Minister for Culture is pushing for a more liberal approach
The Norwegian Minister for Culture, Thorhild Widvey (57) is pushing for a more liberal approach to live poker tournaments in the Scandinavian country, and has expressed the hope that the nation might host a Norwegian Poker Championship in 2015, according to a report in the publication Boerse-Express.
Norway has traditionally imposed tough restrictions and fines on those seeking to arrange live poker tourneys (see previous InfoPowa reports) and the minister's desire to open the market up a little more is a breath of fresh air.
It will be an incremental approach, starting with restrictions such as capped buy-ins and prize pool sizes, according to some observers, who believe that strong anti-gambling organisations will oppose the move, fearing that it may lead to further expansion.
Widvey's proposal is to allow paid permits for tournaments in licensed land-based gambling establishments.
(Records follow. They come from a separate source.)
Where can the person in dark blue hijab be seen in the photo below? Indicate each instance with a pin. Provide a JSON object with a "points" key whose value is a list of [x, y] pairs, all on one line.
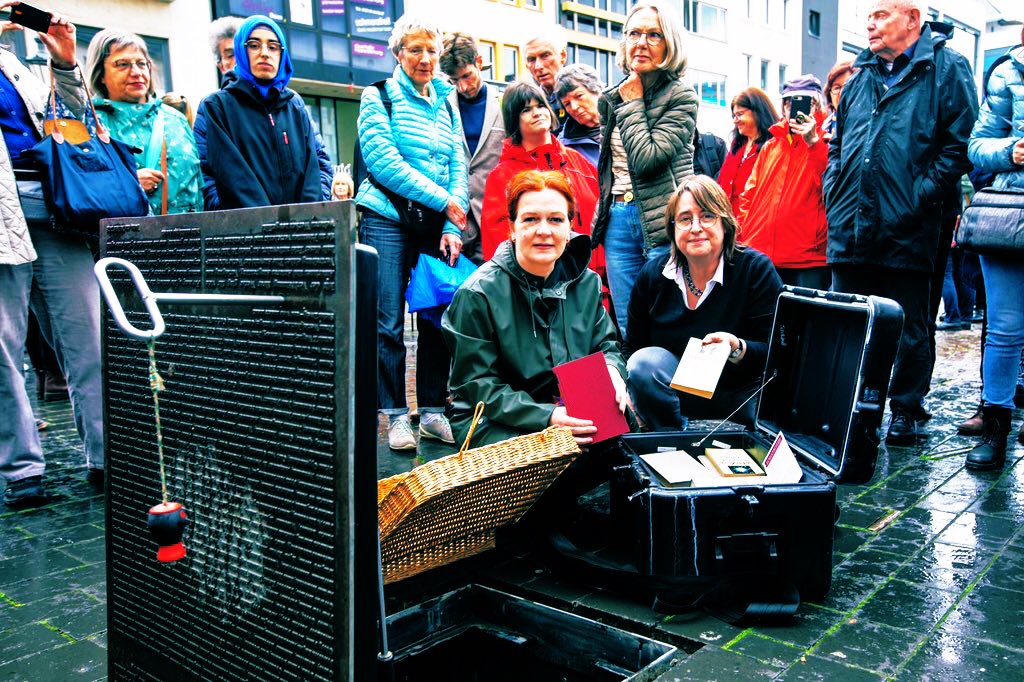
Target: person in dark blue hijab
{"points": [[257, 143]]}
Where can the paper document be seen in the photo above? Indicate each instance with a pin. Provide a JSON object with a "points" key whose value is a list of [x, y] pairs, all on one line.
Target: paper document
{"points": [[700, 368]]}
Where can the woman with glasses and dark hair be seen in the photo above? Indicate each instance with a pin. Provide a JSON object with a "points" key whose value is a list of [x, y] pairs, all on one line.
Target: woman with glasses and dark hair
{"points": [[120, 73], [530, 144], [753, 116], [256, 140], [648, 121], [709, 288]]}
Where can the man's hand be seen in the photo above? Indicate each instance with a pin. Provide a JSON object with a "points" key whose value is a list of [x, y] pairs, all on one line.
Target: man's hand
{"points": [[582, 428], [456, 214], [451, 247]]}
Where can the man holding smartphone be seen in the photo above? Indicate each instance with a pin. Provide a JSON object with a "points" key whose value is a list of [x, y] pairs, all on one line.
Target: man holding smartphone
{"points": [[899, 148], [49, 270]]}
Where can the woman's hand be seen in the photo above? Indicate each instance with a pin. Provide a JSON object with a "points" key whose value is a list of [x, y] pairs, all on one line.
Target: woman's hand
{"points": [[456, 214], [632, 88], [725, 337], [622, 394], [582, 428], [451, 248], [806, 127], [150, 179]]}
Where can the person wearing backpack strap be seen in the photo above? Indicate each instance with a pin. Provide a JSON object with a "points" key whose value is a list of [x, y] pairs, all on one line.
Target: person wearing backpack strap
{"points": [[413, 153], [996, 145]]}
The Conservative Party minister has wide experience with moving bills through the legislative process; she has been involved in politics since 1989 and is a seasoned campaigner, having previously held the key portfolio of Petroleum and Energy in the Norwegian coalition government.
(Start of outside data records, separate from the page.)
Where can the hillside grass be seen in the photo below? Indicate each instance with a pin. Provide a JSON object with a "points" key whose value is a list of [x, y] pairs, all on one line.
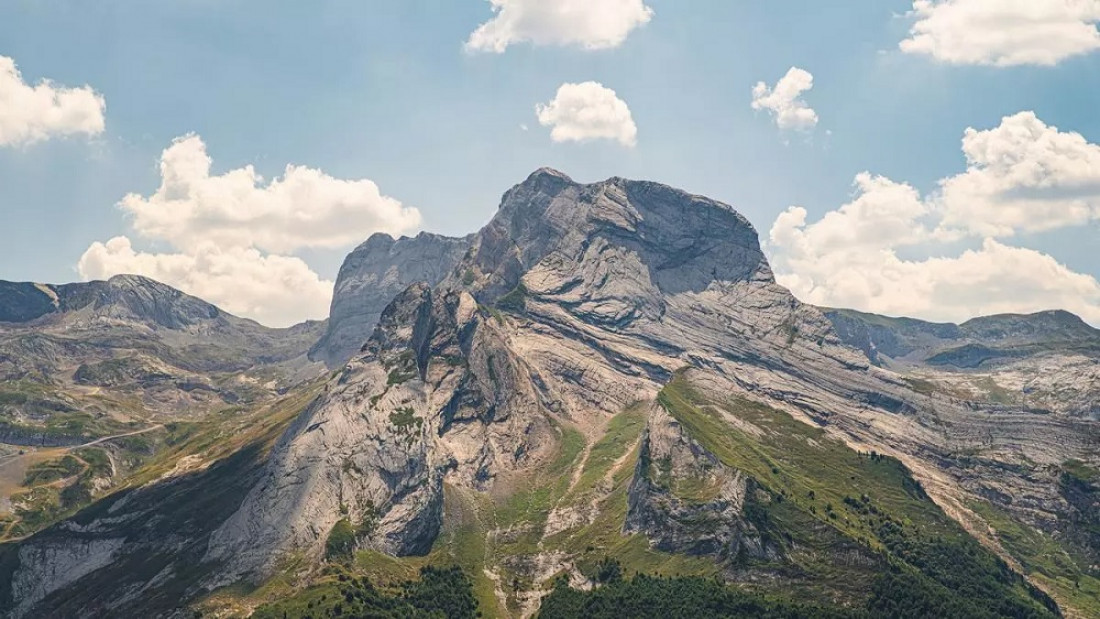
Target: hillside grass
{"points": [[827, 505]]}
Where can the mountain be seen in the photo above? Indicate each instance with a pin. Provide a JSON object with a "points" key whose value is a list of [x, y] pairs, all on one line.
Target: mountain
{"points": [[127, 365], [607, 383], [1045, 362], [371, 276]]}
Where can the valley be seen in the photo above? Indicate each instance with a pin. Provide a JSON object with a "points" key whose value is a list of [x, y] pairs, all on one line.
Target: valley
{"points": [[601, 395]]}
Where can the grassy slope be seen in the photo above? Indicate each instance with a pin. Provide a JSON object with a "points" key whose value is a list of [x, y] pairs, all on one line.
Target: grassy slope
{"points": [[828, 500]]}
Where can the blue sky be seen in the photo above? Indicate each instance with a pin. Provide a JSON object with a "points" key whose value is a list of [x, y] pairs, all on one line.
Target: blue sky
{"points": [[384, 90]]}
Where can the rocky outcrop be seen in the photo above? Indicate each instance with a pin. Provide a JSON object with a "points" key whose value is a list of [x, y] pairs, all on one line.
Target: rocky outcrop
{"points": [[45, 568], [575, 301], [906, 342], [371, 276], [685, 500], [437, 394]]}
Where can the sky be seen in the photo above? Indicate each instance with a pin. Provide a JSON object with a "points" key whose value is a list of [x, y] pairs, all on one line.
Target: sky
{"points": [[937, 158]]}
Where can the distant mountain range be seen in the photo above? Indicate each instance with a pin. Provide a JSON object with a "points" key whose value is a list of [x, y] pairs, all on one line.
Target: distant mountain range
{"points": [[604, 382]]}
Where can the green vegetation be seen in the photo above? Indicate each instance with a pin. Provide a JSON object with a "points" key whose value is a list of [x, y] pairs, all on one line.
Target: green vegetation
{"points": [[623, 431], [341, 541], [1055, 563], [438, 594], [99, 463], [53, 471], [644, 597], [823, 500], [405, 422]]}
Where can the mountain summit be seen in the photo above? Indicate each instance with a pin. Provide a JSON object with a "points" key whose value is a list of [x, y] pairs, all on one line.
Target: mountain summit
{"points": [[605, 374]]}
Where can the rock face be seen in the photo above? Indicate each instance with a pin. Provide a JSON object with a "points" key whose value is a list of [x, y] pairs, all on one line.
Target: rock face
{"points": [[575, 302], [686, 500], [1044, 362], [371, 276], [904, 341]]}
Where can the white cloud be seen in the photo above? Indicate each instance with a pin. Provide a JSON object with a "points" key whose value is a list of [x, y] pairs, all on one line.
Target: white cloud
{"points": [[275, 290], [304, 208], [1003, 32], [33, 113], [593, 24], [784, 101], [1021, 176], [587, 111], [232, 234]]}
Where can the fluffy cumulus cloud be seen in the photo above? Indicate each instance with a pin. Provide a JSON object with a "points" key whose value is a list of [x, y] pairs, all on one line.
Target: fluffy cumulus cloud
{"points": [[587, 111], [1003, 32], [304, 208], [784, 100], [1022, 176], [883, 250], [593, 24], [273, 289], [233, 234], [33, 113]]}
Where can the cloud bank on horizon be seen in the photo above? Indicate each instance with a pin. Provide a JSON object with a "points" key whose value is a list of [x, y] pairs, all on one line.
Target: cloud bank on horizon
{"points": [[233, 235], [1022, 176], [239, 240]]}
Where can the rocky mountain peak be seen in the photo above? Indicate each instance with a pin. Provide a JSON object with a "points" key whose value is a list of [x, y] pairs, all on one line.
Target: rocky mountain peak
{"points": [[650, 235], [371, 276]]}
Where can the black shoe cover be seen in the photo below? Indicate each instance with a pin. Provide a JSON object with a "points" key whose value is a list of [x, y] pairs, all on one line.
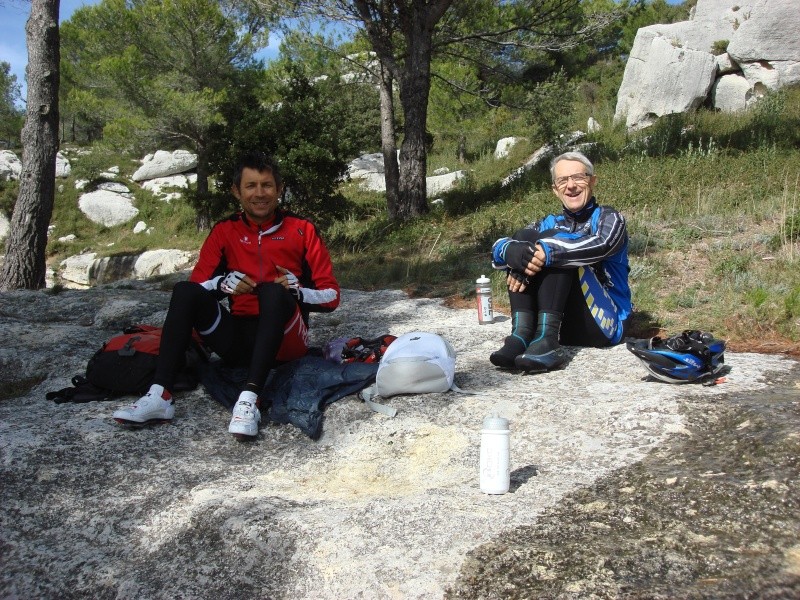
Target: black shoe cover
{"points": [[504, 358], [540, 363]]}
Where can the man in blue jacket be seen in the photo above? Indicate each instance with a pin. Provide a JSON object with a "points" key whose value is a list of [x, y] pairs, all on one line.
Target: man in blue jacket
{"points": [[567, 275]]}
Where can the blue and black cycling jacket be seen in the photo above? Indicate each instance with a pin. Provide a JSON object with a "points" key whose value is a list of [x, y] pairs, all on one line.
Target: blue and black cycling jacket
{"points": [[596, 238]]}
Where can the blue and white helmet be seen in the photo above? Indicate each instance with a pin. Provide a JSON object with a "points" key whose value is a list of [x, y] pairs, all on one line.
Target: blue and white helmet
{"points": [[690, 356]]}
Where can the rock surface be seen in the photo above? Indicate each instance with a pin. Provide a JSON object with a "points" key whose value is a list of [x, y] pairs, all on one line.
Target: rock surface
{"points": [[165, 164], [674, 68], [378, 507], [107, 208]]}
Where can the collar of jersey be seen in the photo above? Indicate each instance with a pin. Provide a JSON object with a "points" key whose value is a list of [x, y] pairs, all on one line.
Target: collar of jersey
{"points": [[271, 229]]}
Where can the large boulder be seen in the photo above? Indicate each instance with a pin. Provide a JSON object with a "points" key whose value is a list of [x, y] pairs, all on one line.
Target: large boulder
{"points": [[678, 67], [767, 45], [379, 507], [11, 165], [63, 166], [164, 164], [368, 169], [85, 270], [107, 208]]}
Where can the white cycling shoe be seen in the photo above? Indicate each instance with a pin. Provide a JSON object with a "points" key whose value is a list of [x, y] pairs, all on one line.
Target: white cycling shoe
{"points": [[246, 416], [156, 406]]}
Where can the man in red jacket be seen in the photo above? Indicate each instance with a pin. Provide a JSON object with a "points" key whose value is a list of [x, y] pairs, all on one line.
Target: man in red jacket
{"points": [[271, 268]]}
In this she will likely have support from the junior Progress Party in the ruling coalition, which has in the past expressed approval for a gambling licence model similar to that deployed in neighbouring Denmark.
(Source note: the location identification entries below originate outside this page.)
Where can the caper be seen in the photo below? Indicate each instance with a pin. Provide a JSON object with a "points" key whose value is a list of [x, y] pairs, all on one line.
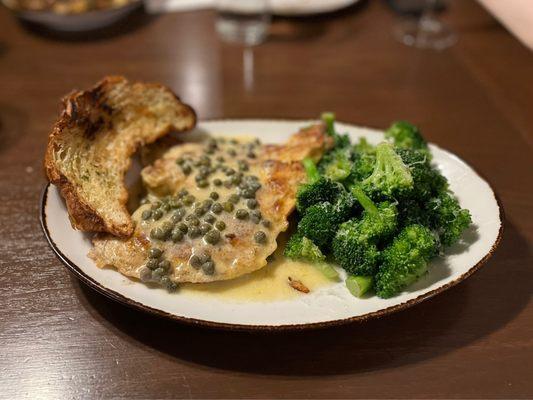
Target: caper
{"points": [[155, 253], [177, 215], [235, 179], [204, 228], [157, 233], [152, 263], [217, 208], [241, 213], [194, 232], [170, 286], [199, 211], [208, 267], [158, 273], [260, 237], [182, 227], [212, 237], [210, 218], [192, 219], [234, 198], [165, 264], [195, 261], [145, 274], [189, 199], [204, 257], [157, 214], [177, 235], [243, 165], [186, 169]]}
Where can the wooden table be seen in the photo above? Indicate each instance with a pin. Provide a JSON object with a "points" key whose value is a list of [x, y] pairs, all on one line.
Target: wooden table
{"points": [[61, 340]]}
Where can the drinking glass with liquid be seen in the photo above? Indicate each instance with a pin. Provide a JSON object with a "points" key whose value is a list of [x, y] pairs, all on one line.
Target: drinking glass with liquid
{"points": [[243, 21]]}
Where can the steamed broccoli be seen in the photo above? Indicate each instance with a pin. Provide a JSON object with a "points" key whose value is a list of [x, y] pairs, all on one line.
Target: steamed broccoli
{"points": [[301, 248], [406, 136], [364, 160], [318, 189], [355, 245], [448, 218], [426, 178], [320, 221], [391, 177], [337, 163], [405, 260]]}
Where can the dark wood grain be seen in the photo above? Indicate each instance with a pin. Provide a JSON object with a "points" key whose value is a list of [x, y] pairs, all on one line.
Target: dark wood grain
{"points": [[61, 340]]}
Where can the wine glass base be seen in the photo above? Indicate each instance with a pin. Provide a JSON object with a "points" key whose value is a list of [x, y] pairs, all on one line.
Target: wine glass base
{"points": [[425, 34]]}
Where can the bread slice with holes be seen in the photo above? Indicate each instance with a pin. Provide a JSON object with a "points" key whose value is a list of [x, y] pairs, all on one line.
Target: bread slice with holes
{"points": [[90, 147]]}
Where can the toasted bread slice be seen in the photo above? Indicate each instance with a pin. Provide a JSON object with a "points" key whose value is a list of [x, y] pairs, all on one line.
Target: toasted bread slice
{"points": [[90, 147]]}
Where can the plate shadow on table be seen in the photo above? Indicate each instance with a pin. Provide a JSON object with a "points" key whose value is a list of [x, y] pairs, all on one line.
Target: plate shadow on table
{"points": [[306, 28], [136, 20], [481, 305]]}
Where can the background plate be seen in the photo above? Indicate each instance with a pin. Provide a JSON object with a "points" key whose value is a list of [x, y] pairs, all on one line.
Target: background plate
{"points": [[330, 305]]}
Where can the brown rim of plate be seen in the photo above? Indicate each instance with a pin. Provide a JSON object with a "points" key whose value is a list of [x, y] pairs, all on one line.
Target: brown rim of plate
{"points": [[266, 328]]}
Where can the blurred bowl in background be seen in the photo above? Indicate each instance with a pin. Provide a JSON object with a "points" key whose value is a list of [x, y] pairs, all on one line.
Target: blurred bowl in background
{"points": [[79, 16]]}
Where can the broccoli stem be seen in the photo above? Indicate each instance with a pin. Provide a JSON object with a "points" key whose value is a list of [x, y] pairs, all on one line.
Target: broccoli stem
{"points": [[364, 200], [359, 285], [329, 119], [327, 270], [312, 171]]}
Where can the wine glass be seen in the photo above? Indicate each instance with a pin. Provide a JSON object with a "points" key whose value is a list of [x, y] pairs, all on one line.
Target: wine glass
{"points": [[427, 32]]}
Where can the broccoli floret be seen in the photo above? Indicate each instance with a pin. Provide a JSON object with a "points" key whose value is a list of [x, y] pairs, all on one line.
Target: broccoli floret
{"points": [[319, 223], [301, 248], [410, 211], [406, 136], [405, 260], [390, 178], [448, 218], [427, 179], [364, 160], [355, 245], [318, 189]]}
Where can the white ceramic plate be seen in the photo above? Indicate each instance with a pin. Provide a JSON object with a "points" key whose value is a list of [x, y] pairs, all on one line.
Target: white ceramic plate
{"points": [[329, 305]]}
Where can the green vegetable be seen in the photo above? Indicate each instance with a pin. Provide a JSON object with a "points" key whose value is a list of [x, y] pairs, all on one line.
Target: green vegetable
{"points": [[448, 218], [329, 119], [405, 260], [301, 248], [359, 285], [406, 136], [427, 180], [390, 178], [355, 246], [318, 189]]}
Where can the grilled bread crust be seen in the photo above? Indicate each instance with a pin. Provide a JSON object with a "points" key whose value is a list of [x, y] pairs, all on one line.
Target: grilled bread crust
{"points": [[90, 147]]}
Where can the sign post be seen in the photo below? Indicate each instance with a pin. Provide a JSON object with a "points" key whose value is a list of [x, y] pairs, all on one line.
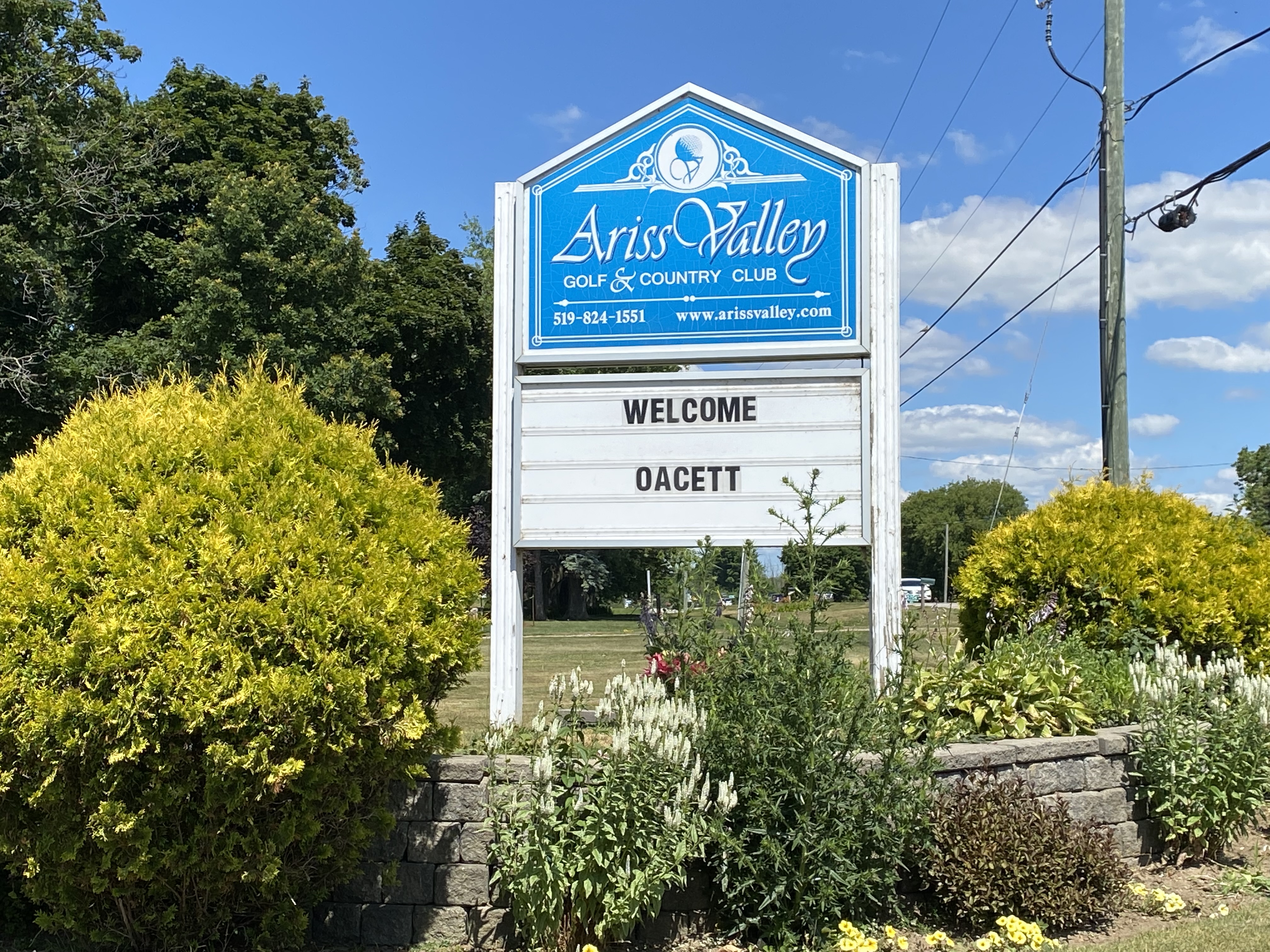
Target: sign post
{"points": [[695, 231]]}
Widvey has already asked Lotteritilsynet – Norway's gambling regulator – to draw up legislation by March 1 this year which will enable her liberalisation plan.
Another neighbour, Sweden, is reportedly reviewing its currently monopolistic approach to online gambling following pressure from the European Commission, which is insisting that the government justify a position which on the face of it is in conflict with EU principles.
In essence, the Commission has suggested two courses to the Swedes: justify the monopoly in terms of consumer protection and the national public interest (and that brings with it restraint on marketing, for example) or open the market through licensing and regulation.
The European Commission is becoming increasingly demanding on the issue of EU equality, and has opened infringement dossiers against Belgium, Cyprus, the Czech Republic, Lithuania, Poland and Romania.
This, along with the need for revenues, should add to the need to reconsider European national positions on internet gambling, something which numerous media reports indicate is already in progress in Portugal, the Netherlands, Ireland, Switzerland, Bosnia, Hungary, Romania, Lithuania and Sweden.